NO MATCH means the regex is wrong. Verifying the SHA defends against stale URL pinning or server-side binary swap.

End-to-end verification (post-build)

Four layers: build log, syntactic validity, asar markers, runtime.

  1. Check the patch-count line:

    ./build.sh --build appimage --clean no 2>&1 | tee build.log
    grep -E 'Applied [0-9]+ cowork patches' build.log
    

    Healthy 1.5354.0 build: Applied 12 cowork patches. A lower number, or any WARNING: in the cowork section, is a half-patched asar.

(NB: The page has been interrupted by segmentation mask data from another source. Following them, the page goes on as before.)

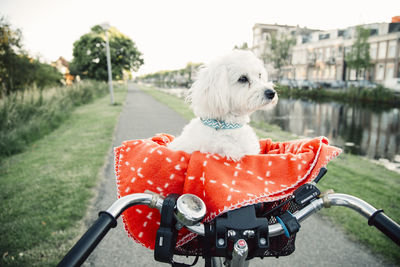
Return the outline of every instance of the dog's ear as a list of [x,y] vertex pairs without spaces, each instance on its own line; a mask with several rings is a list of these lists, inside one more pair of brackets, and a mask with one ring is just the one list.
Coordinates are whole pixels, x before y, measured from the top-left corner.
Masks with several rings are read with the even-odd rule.
[[228,70],[224,65],[204,66],[189,89],[187,100],[196,116],[222,118],[229,112]]

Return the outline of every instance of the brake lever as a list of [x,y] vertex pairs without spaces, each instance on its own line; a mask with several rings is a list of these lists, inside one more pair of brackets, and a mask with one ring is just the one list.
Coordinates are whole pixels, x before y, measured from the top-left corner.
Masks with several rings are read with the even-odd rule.
[[303,184],[302,186],[297,188],[293,192],[294,202],[300,206],[305,206],[310,203],[311,200],[321,195],[321,191],[319,191],[316,183],[318,183],[327,172],[328,170],[322,167],[313,182]]
[[178,194],[168,195],[161,208],[160,227],[157,230],[154,259],[156,261],[171,263],[174,256],[178,230],[175,228],[176,219],[174,210]]
[[327,172],[328,172],[328,169],[325,168],[325,167],[322,167],[322,168],[319,170],[319,173],[318,173],[317,177],[314,179],[314,183],[318,183],[319,180],[321,180],[322,177],[324,177],[325,174],[326,174]]

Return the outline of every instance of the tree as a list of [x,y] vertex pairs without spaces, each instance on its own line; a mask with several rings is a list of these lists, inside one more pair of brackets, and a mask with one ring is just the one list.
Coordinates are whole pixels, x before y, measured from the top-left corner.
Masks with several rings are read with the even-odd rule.
[[137,77],[137,80],[161,87],[189,88],[193,84],[193,73],[195,73],[201,65],[201,63],[189,62],[183,69],[162,70],[156,73],[145,74]]
[[29,57],[22,49],[21,39],[22,32],[0,17],[0,95],[24,90],[33,84],[39,88],[61,84],[62,74]]
[[366,70],[371,66],[369,55],[368,38],[370,30],[361,26],[356,28],[356,39],[351,46],[350,52],[346,55],[346,63],[350,69],[356,70],[356,79],[359,79],[361,70]]
[[24,65],[18,57],[21,50],[21,31],[12,29],[4,17],[0,18],[0,82],[3,93],[9,93],[15,87],[15,72]]
[[40,62],[38,59],[30,60],[32,84],[38,88],[46,88],[53,85],[61,85],[64,76],[55,67]]
[[242,45],[235,45],[233,49],[249,50],[249,45],[247,44],[247,42],[244,42]]
[[[143,65],[142,53],[129,37],[115,27],[108,29],[108,33],[112,76],[122,79],[124,71],[136,71]],[[95,80],[108,79],[105,38],[104,30],[96,25],[74,43],[71,74]]]
[[281,78],[282,67],[290,64],[291,49],[295,44],[296,40],[287,34],[271,33],[267,39],[263,60],[274,65],[278,71],[278,78]]

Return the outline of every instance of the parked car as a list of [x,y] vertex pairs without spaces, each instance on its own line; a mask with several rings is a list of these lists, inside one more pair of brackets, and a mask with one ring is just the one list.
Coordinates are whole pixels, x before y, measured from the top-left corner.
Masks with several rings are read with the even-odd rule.
[[331,83],[325,81],[317,82],[318,88],[329,88],[331,87]]
[[290,80],[290,79],[281,79],[278,81],[278,84],[282,85],[282,86],[287,86],[290,89],[296,88],[297,87],[297,83],[295,80]]
[[298,80],[297,81],[297,87],[300,89],[317,89],[318,84],[315,82],[309,81],[309,80]]
[[355,88],[377,88],[378,85],[370,82],[368,80],[362,80],[362,81],[348,81],[347,82],[347,87],[355,87]]
[[341,89],[346,87],[346,83],[344,81],[339,81],[339,80],[333,81],[330,87],[333,89]]
[[376,83],[364,80],[364,81],[359,81],[359,86],[362,88],[377,88],[378,85]]
[[347,88],[350,88],[350,87],[357,88],[358,87],[358,83],[357,83],[357,81],[346,81],[346,87]]

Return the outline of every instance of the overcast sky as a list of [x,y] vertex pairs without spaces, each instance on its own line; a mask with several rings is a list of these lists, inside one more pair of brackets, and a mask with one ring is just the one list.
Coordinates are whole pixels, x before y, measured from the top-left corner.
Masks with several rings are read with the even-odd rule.
[[400,1],[351,0],[0,0],[0,15],[22,30],[24,47],[46,61],[72,59],[73,43],[109,22],[144,54],[140,73],[207,62],[252,43],[255,23],[315,29],[390,22]]

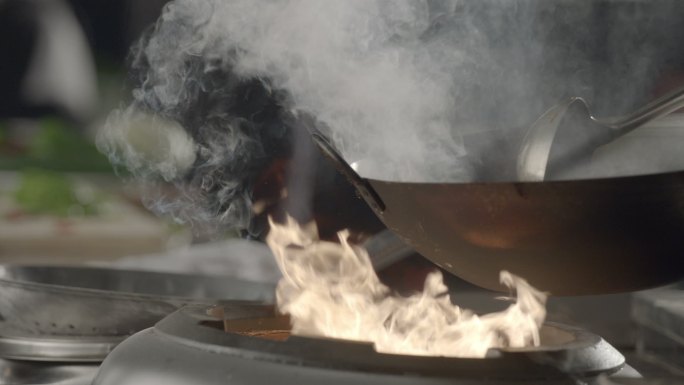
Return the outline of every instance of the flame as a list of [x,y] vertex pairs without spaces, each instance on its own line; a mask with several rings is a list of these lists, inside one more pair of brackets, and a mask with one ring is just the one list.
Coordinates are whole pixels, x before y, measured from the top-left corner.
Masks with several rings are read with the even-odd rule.
[[266,242],[283,273],[277,303],[290,315],[293,334],[372,342],[384,353],[451,357],[539,345],[546,295],[522,278],[501,272],[517,299],[504,311],[478,316],[451,303],[438,271],[422,293],[399,296],[380,282],[347,231],[334,243],[319,240],[315,224],[270,223]]

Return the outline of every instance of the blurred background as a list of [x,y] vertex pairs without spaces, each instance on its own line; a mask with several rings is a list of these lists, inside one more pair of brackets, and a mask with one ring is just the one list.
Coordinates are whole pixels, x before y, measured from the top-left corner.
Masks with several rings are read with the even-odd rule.
[[[246,240],[246,232],[207,234],[198,230],[201,224],[193,231],[154,215],[145,197],[159,196],[150,191],[164,186],[115,170],[95,145],[110,113],[131,99],[131,47],[165,3],[0,0],[0,51],[7,58],[0,60],[0,263],[115,264],[277,281],[263,243]],[[139,125],[147,123],[152,127],[151,121]],[[144,133],[135,138],[151,153],[157,139]],[[308,134],[305,140],[311,152]],[[333,190],[319,191],[326,197],[322,211],[335,213],[334,223],[324,226],[327,233],[350,217],[378,231],[379,221],[344,178],[332,166],[316,167]],[[282,179],[286,168],[275,159],[257,179]],[[282,180],[273,185],[282,187]],[[172,186],[169,191],[178,193]],[[271,195],[278,201],[279,194],[268,183],[254,191],[266,202]],[[266,212],[250,231],[263,235]]]
[[144,186],[94,144],[130,92],[131,44],[164,3],[0,0],[1,263],[107,261],[193,243],[149,213]]

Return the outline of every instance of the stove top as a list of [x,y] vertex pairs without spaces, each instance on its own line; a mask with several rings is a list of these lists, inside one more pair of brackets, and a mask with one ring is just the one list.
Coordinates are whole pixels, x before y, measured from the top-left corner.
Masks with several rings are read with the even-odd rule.
[[541,347],[492,349],[485,359],[382,354],[286,328],[271,306],[186,307],[114,349],[93,385],[584,384],[630,374],[602,338],[561,324],[544,326]]

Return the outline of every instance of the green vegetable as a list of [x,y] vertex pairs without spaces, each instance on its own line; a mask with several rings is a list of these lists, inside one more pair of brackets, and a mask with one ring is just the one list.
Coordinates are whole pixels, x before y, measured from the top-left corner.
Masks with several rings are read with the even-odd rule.
[[[39,124],[40,129],[25,146],[12,146],[11,137],[7,135],[5,140],[10,141],[7,143],[8,149],[13,151],[0,151],[0,170],[40,168],[55,171],[113,171],[107,157],[97,150],[89,138],[75,127],[71,127],[67,121],[45,118],[41,119]],[[4,147],[0,138],[0,150],[4,150]],[[26,151],[17,152],[19,148],[25,148]]]
[[44,119],[41,127],[42,129],[29,143],[29,154],[32,157],[44,160],[78,161],[83,157],[99,155],[85,138],[68,127],[63,120]]
[[31,159],[50,169],[109,169],[109,161],[95,145],[61,119],[46,118],[28,144]]
[[69,216],[73,213],[95,213],[94,206],[79,202],[69,179],[54,171],[24,171],[14,197],[23,210],[32,214]]

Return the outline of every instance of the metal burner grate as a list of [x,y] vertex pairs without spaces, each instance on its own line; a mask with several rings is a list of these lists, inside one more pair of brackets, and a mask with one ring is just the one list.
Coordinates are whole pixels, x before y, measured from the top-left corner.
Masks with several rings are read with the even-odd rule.
[[[544,345],[492,349],[484,359],[378,353],[368,343],[289,335],[271,306],[188,307],[129,338],[105,360],[94,385],[591,383],[624,358],[599,336],[545,325]],[[161,373],[161,374],[160,374]]]

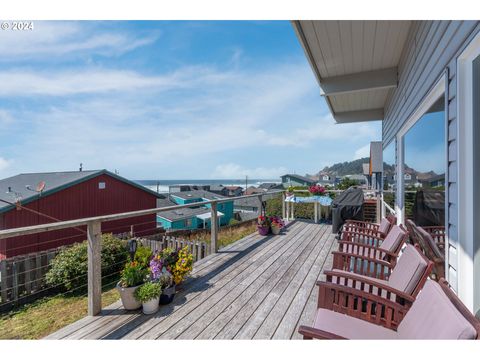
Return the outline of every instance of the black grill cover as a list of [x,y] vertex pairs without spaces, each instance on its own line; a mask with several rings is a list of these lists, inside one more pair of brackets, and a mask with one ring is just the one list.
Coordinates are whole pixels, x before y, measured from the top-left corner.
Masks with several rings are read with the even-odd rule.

  2. node --check on the patched index.js — catches malformed replacements that serialize but don't parse (PR #436 used this in dry-run validation):

    node --check test-build/.../app.asar.contents/.vite/build/index.js
    
  3. Static-grep the shipped asar for the 9 cowork markers from PR #555. scripts/verify-patches.sh automates this (issue #559 D6) and runs in CI on every amd64-deb build via the Verify cowork patches in shipped asar step in .github/workflows/build-amd64.yml. Reusable for non-cowork patch sets — pass any same-shape TSV as the second arg.

  4. Launch the AppImage and check runtime state:

    tail -20 ~/.config/Claude/logs/cowork_vm_daemon.log
    ls -la "${XDG_RUNTIME_DIR}/cowork-vm-service.sock"
    ss -lpx | grep cowork-vm-service.sock
    

    Daemon log should have lifecycle startup and lifecycle listening; socket should exist and be owned by the cowork-vm-service.js process listed by ss.

Cross-references

  • tray-rebuild-race.md "Resilience to minifier churn" — prior art for dynamic extraction across a six-variable patch site and the post-rename idempotency-guard pattern.
  • plugin-install.md "Getting the Minified Source for Any Shipped Version" — the reference-source.tar.gz release asset gives beautified asar contents of any prior version for diffing. Useful for spotting when an identifier renamed and which version did it.